Opcje wymiany i zwrotu
Dobra praktyka: liberalne warunki wymiany i zwrotu działają na Twoją korzyść. Eksponuj je – nawet jeśli nie są to wyjątkowe opcje oferowane przez Twój sklep, a jedynie rozwiązania wymagane przez prawo.
Czemu to działa: kiedy zapewnisz o możliwości zwrotu bez konsekwencji, usuniesz jedną z kluczowych przeszkód zakupowych oraz zaprezentujesz się jako firma skoncentrowana na kliencie.
Zapamiętuj preferencje użytkownika. Jeśli wybrał spodnie w danym rozmiarze, sugeruj koszulkę w tym samym.
Porzucone koszyki
Dobra praktyka: maile przypominające o niezrealizowanym zamówieniu lub porzuconym koszyku mogą mieć ogromną skuteczność. Zadbaj nie tylko o ich automatyzację, ale także o treść. Np. Ebay ostrzega: „Don’t miss out! You’ve left something in your cart”, odwołując się do strachu przed pominięciem czegoś ważnego. Dopasuj tekst do charakteru marki.

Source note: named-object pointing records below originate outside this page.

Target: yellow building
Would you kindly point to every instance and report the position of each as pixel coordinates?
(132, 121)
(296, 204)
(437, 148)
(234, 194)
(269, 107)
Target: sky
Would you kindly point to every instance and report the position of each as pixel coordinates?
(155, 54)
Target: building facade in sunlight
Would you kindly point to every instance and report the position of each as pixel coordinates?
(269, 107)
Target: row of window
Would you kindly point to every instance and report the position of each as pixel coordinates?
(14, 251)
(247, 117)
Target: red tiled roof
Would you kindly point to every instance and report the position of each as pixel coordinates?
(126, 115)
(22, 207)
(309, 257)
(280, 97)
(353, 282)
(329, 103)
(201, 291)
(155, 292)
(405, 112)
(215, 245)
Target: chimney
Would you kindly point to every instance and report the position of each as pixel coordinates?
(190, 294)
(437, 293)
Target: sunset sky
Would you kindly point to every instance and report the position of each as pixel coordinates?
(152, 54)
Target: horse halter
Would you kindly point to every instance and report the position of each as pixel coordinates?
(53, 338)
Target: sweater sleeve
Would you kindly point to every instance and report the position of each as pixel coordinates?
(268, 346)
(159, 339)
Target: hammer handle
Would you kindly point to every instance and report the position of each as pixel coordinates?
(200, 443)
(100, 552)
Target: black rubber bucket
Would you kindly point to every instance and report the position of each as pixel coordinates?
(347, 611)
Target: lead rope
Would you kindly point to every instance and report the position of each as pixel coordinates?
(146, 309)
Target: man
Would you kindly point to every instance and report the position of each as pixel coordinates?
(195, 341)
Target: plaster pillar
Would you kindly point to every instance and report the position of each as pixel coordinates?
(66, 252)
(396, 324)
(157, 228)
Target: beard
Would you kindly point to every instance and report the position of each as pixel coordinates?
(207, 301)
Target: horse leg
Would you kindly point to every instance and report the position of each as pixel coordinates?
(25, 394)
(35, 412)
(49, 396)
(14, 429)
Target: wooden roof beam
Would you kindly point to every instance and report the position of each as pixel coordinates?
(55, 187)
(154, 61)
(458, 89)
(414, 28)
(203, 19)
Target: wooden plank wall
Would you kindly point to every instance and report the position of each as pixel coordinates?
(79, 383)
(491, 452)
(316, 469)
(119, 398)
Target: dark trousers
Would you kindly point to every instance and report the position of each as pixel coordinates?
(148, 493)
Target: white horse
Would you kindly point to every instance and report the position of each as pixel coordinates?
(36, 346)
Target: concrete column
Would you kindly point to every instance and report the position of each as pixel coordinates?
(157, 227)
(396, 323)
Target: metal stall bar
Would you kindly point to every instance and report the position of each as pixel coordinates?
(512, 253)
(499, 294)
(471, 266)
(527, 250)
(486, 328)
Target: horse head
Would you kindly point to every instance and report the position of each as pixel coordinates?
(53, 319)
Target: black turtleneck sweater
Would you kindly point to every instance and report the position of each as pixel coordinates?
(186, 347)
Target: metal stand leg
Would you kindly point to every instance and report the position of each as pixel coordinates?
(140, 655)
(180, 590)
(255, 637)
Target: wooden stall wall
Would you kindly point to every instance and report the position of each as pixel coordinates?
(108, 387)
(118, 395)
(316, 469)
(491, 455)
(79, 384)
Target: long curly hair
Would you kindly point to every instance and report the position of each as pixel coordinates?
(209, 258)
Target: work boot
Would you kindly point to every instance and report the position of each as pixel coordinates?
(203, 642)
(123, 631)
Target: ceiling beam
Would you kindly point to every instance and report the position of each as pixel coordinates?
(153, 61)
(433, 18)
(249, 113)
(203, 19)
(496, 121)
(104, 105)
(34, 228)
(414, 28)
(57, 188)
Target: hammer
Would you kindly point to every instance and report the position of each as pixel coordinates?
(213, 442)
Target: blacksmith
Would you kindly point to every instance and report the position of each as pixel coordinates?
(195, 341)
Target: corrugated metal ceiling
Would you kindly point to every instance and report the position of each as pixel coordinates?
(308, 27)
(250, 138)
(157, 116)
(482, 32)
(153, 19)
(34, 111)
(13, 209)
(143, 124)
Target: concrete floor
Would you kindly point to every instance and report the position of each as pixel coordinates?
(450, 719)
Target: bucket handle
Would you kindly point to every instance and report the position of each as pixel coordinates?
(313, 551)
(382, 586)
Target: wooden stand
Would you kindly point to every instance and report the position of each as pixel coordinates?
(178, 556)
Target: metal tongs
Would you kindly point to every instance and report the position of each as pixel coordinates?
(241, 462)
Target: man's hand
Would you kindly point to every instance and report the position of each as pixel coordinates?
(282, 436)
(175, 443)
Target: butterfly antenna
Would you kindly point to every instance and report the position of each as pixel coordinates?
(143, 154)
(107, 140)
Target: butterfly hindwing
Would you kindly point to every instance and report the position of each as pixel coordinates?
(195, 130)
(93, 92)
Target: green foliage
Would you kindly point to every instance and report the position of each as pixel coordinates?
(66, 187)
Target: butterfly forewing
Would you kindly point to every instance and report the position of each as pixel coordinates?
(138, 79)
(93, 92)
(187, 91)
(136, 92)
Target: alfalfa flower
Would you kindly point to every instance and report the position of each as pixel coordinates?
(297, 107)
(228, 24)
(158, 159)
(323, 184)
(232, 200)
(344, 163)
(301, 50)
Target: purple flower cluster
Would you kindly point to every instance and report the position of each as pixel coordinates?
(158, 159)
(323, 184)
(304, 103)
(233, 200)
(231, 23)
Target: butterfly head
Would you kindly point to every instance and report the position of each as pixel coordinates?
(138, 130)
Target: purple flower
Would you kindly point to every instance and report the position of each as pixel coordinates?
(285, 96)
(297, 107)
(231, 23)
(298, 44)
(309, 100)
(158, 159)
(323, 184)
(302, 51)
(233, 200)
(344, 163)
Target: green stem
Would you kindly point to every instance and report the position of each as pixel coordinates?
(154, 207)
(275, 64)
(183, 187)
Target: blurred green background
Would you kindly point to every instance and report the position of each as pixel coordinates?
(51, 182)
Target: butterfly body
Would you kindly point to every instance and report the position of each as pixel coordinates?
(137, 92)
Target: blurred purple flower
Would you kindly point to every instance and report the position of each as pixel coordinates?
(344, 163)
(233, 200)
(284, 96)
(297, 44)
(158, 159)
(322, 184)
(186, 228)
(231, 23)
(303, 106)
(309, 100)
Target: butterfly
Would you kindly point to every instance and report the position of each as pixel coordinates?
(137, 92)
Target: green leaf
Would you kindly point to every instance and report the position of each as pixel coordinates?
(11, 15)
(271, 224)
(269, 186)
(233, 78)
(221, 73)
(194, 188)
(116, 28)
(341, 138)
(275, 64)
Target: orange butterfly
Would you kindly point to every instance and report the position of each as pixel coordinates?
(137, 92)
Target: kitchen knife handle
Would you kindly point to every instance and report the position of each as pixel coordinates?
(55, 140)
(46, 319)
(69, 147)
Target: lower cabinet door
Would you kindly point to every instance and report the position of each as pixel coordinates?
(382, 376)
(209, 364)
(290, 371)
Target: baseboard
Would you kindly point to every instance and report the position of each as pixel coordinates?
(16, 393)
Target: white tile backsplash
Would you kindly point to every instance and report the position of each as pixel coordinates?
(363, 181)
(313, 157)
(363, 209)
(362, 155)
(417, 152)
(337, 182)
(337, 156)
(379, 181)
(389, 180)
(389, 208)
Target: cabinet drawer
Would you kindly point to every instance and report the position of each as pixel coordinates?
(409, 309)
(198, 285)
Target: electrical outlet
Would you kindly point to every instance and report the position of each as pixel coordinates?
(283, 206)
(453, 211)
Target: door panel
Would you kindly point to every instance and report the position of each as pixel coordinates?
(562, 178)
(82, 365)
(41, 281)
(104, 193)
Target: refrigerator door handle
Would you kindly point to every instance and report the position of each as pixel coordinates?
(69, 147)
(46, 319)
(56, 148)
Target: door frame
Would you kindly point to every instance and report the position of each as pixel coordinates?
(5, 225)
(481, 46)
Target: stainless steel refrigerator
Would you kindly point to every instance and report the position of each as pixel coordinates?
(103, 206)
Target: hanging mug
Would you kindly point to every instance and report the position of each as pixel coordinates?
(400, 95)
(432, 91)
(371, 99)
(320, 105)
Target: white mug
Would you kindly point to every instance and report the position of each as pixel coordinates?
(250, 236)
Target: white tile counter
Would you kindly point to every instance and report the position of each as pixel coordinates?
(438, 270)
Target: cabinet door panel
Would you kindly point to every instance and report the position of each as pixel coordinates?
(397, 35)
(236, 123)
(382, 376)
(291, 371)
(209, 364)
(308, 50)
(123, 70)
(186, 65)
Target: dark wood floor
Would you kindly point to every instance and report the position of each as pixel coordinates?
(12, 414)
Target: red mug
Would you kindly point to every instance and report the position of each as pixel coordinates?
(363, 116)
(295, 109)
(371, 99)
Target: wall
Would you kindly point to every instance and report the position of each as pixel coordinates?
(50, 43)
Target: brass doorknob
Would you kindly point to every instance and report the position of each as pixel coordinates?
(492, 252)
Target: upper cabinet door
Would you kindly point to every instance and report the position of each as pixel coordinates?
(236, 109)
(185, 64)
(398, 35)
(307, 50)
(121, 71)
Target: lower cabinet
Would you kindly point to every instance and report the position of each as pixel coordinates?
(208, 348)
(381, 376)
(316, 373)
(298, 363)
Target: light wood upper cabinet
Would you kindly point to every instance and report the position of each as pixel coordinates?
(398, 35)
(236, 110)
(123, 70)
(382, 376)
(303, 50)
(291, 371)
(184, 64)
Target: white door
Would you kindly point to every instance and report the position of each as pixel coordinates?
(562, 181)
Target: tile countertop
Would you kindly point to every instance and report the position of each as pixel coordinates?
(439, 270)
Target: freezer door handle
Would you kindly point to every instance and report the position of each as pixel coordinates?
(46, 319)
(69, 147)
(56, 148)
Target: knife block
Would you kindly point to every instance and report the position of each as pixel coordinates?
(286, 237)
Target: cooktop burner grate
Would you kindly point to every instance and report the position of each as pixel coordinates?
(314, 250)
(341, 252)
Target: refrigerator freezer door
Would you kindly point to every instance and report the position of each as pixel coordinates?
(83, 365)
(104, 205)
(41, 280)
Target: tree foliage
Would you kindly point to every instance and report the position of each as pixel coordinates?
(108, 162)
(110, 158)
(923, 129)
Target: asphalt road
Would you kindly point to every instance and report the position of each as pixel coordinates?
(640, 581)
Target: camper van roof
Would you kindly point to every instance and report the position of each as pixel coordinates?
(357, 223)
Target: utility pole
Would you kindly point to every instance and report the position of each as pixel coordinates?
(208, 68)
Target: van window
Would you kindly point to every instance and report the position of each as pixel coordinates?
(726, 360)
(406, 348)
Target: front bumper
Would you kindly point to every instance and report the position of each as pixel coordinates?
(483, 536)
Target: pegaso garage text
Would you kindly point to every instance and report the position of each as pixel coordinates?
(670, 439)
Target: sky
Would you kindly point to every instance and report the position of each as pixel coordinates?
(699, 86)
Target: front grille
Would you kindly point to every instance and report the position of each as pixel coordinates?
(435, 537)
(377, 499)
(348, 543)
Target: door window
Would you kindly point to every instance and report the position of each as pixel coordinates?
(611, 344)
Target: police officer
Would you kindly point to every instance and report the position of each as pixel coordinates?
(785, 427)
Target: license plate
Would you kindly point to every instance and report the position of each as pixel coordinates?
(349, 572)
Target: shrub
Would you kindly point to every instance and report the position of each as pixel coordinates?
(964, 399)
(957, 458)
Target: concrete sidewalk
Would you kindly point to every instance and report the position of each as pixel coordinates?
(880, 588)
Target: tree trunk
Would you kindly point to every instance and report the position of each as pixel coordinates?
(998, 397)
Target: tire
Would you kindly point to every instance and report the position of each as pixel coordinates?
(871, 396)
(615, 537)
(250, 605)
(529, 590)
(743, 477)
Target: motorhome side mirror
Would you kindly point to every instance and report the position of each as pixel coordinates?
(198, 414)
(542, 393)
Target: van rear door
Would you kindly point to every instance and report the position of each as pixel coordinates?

Czemu to działa: użytkownik chciał już coś kupić i był bardzo blisko podjęcia decyzji – prawdopodobnie coś przerwało proces. Wykorzystaj gotowość zakupową klienta i przypomnij o porzuconym koszyku.
Mobile
Dobra praktyka: twój sklep powinien być nie tylko przygotowany na to, by robić na nim zakupy na urządzeniu mobilnym, ale oferować również doświadczenie wielokanałowe.
Czemu to działa: m-commerce stanowi obecnie 24% handlu, a ilość transakcji dokonywanych w ten sposób będzie się zwiększać.
Synergia online i offline
Dobra praktyka: oprócz sklepu internetowego masz również stacjonarny? Zapewnij dobrą komunikację między nimi: podobny design, kody zniżkowe oferowane w sklepie stacjonarnym na zakupy online i na odwrót, aplikację mobilną wykorzystującą lokalizację, beacony. Dzięki beaconom będziesz mógł zaoferować nowy wymiar doświadczenia – zarówno online, jak i offline.
Czemu to działa: ponieważ pozwala poradzić sobie z luką między online i offline oraz pozwoli obserwować zwyczaj zakupowe klientów. W jaki sposób oni poruszają się między online a offline?
Sprytne opakowanie
Dobra praktyka: wykorzystaj opakowanie tak, by wyjmowanie produktu było wygodne i intuicyjne. Jednocześnie pamiętaj, że możesz je wykorzystać do komunikacji. Niech zawarte na nim teksty zawierają pożyteczne wskazówki dotyczące produktu, ciekawostki lub inspiracje. Nie marnuj miejsca.
Czemu to działa: odpakowywanie produktu może przypominać odpakowanie prezentu. Wywołanie tego skojarzenia budzi pozytywne emocje.